Color instead of reporting
The implication, of course, is that the Star calls the public policy shots in the Kansas City area, and that the newspaper’s endorsements and editorials help make, or break, political careers. Considering the cost a candidate must endure to run an effective race, Tolbert has a good point. Most times for a candidate to beat his or her opponent, who has received the Star’s endorsement, it takes money, a lot of hard work, luck and tapping into the Star’s base of hostile readers that are against most what the paper editorizes for — usually all four, that’s why beating the endorsement doesn’t happen much.
But sometimes when the newspaper generally ignores a race — except for what appears as a last-minute candidate profile and listing of positions — surprises happen. Credit some of the resurgence of the right wing and its ongoing influence in Kansas/Johnson County politics to the Star’s lack of real political reporting. The Star’s management is deadly afraid of the label “liberal, left newspaper” hanging around its editorial neck so any substantial reporting on the legislative shneggians of the right wing doesn’t happen.
Take for example the near revolutionary defection of GOP moderates to the Democratic Party and the right-wing attacks on current Republican officeholders running for reelection. If a citizen wants some perspective on the newly discovered allure of the Democratic Party by the likes of Mark Parkinson and Paul Morrison, or the right-wing campaign against Republican officeholders Ron Thornburgh and Sandy Praeger, it’s The Sun, not the Star, that will give a more complete picture, both in The Sun’s reporting of public forums and meetings, and in Steve Rose’s weekly column.
On the Missouri side, the same holds true to an extent. The suburban newspapers, from Lee’s Summit to Grain Valley to Platte City to Raytown generally report more, and better, on local political campaigns than the Star.
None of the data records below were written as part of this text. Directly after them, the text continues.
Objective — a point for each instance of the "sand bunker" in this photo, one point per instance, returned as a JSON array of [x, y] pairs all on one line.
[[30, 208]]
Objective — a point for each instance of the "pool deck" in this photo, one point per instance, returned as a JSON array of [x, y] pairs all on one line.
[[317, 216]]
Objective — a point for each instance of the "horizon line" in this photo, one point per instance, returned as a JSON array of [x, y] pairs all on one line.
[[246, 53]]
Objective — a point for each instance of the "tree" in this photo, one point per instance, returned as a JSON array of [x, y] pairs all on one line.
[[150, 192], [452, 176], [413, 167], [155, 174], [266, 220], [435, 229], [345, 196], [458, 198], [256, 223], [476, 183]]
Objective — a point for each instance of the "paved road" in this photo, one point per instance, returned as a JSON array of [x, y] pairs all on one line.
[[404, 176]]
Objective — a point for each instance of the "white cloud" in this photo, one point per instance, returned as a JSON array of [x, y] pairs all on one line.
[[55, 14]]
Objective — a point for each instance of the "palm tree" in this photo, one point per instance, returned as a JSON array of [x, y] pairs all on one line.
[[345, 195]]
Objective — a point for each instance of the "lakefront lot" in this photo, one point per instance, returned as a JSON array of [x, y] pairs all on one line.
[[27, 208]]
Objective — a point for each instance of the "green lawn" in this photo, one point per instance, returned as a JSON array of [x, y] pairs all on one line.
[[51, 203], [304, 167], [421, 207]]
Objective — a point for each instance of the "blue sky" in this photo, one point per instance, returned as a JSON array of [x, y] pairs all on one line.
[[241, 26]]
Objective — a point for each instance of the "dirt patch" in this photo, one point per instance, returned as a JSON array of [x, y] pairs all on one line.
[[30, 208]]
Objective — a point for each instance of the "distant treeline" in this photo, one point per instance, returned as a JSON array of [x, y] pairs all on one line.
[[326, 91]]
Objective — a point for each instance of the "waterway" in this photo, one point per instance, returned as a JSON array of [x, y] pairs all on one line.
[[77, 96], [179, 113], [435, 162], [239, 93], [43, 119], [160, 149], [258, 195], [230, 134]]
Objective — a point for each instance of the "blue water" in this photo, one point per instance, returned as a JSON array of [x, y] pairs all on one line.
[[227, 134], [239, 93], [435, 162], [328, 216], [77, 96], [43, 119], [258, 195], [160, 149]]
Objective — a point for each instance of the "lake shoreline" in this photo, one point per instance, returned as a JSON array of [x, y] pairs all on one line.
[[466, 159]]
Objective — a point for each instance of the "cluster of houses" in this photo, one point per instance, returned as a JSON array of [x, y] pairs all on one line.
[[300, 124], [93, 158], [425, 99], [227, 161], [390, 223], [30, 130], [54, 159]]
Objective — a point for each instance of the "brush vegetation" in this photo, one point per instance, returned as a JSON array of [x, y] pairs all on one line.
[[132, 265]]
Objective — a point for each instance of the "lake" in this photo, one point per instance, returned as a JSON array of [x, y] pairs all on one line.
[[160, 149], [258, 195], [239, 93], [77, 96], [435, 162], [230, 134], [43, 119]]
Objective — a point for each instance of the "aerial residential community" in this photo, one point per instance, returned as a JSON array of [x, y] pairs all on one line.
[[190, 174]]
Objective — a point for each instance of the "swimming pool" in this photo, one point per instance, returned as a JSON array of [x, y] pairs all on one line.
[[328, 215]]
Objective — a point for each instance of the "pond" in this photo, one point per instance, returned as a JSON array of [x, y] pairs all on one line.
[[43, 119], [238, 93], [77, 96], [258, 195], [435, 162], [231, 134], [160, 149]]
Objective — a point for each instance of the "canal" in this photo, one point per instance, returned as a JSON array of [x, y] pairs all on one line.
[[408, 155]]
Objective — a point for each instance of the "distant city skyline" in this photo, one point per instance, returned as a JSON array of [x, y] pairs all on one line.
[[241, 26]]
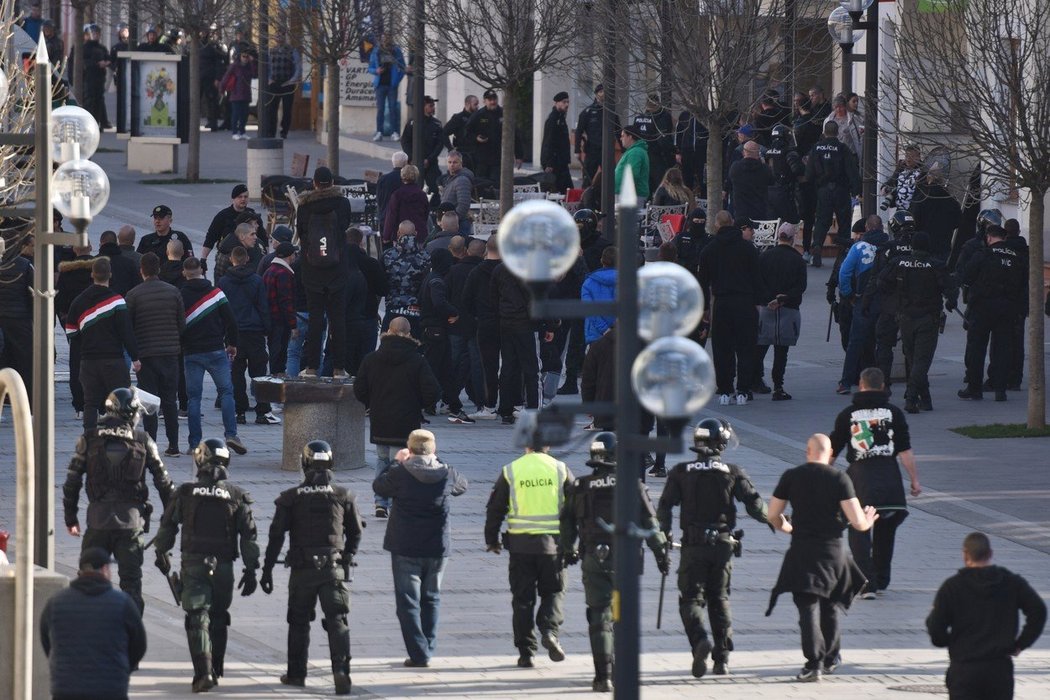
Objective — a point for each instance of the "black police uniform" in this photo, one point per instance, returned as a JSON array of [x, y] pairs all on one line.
[[999, 295], [324, 529], [114, 457], [217, 524], [832, 168], [918, 282], [587, 500], [706, 489], [554, 152]]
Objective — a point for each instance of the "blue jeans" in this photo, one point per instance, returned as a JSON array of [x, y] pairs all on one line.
[[384, 460], [217, 364], [417, 593], [386, 100]]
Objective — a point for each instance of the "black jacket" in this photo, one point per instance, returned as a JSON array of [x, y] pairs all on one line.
[[783, 272], [158, 318], [395, 383], [99, 318], [975, 614], [92, 635], [729, 268], [210, 324]]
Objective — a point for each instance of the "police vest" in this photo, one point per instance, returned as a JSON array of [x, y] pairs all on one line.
[[208, 518], [317, 514], [116, 463], [536, 493]]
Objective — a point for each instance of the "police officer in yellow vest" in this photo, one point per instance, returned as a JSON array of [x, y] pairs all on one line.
[[529, 493]]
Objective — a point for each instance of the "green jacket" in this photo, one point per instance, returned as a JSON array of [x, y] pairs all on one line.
[[637, 157]]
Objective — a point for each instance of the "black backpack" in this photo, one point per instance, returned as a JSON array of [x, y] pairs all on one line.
[[326, 245]]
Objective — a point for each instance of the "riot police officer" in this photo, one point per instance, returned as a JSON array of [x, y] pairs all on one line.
[[114, 457], [217, 522], [587, 500], [918, 282], [786, 167], [832, 169], [998, 295], [706, 489], [324, 529], [529, 493]]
If a citizen wants to find out about their state representative race, turn to the suburban paper.
Tolbert, and maybe to a certain extent his opponents Mike Sanders and Charles Wheeler also, would agree. During the League of Women Voters forum on July 18 presenting the Democratic candidates for Jackson County executive at Blue River Community College, Tolbert and Sanders made a friendly bet on whether an article about the event would appear in the Star. Tolbert didn’t think so; Sanders thought an article would appear.
Sanders was right. The Star ran a recount of the candidates’ forum the next day. But by my counting, it was only the sixth mention — and the second full reporting piece — on the race since politicking got going in April. Let me repeat: six mentions, four in “briefs” or at the end of another article on another race, and two pieces on the actual race and its candidates — and this is on the Democrats only; Bob Gough, the GOP candidate, has yet to receive mention in any article on the county executive race by my count. If I’m wrong, it’s because I don’t dwell long with articles buried in the back pages by the obituaries.
Whatever the count overall, the Star’s reporting is pathetic.
Here we have a hot race between a 39-year-old county prosecutor and a 79-year-old departing state senator — with a possible spoiler for either side in a much-more-voter friendly Tolbert — in a county with over 600,000 people, with a budget of nearly $300 million and 1,600 employees, facing a $575 renovation at the Truman Sports Complex, in an atmosphere where county officeholders can get intimate with the FBI and the state ethics commission on a regular basis, and with political wheeling and dealing overflowing inside and outside the county courthouse like a grease trap in a barbecue restaurant — and The Kansas City Star treats it in its usual dumb and dumber manner: Know a lot, don’t report a lot.
Rumors, charges, deals and issues about age, the buzzing influence of Katheryn Shields, Phillip Cardarella, the Fireman’s Union, Henry Rizzo, J.E. Dunn, Mark Bryant, James Nutter and Victor Callahan swirl about like fruit flies landing and taking off an eastern Jackson County peach left rotting in the field.
If you don’t know who those people are I just mentioned, call The Kansas City Star's political reporter (if they have one) and complain.
The New Yorker noted in their April 2006 issue, “McClatchy’s operating (profit) margin last year was twenty-eight percent, while ExxonMobil’s was around sixteen percent.”
So what’s the conclusion in noting that comparison? With ExxonMobil, we get denials of global warming and higher gas prices. With McClatchy’s Kansas City Star, we get less news and more color.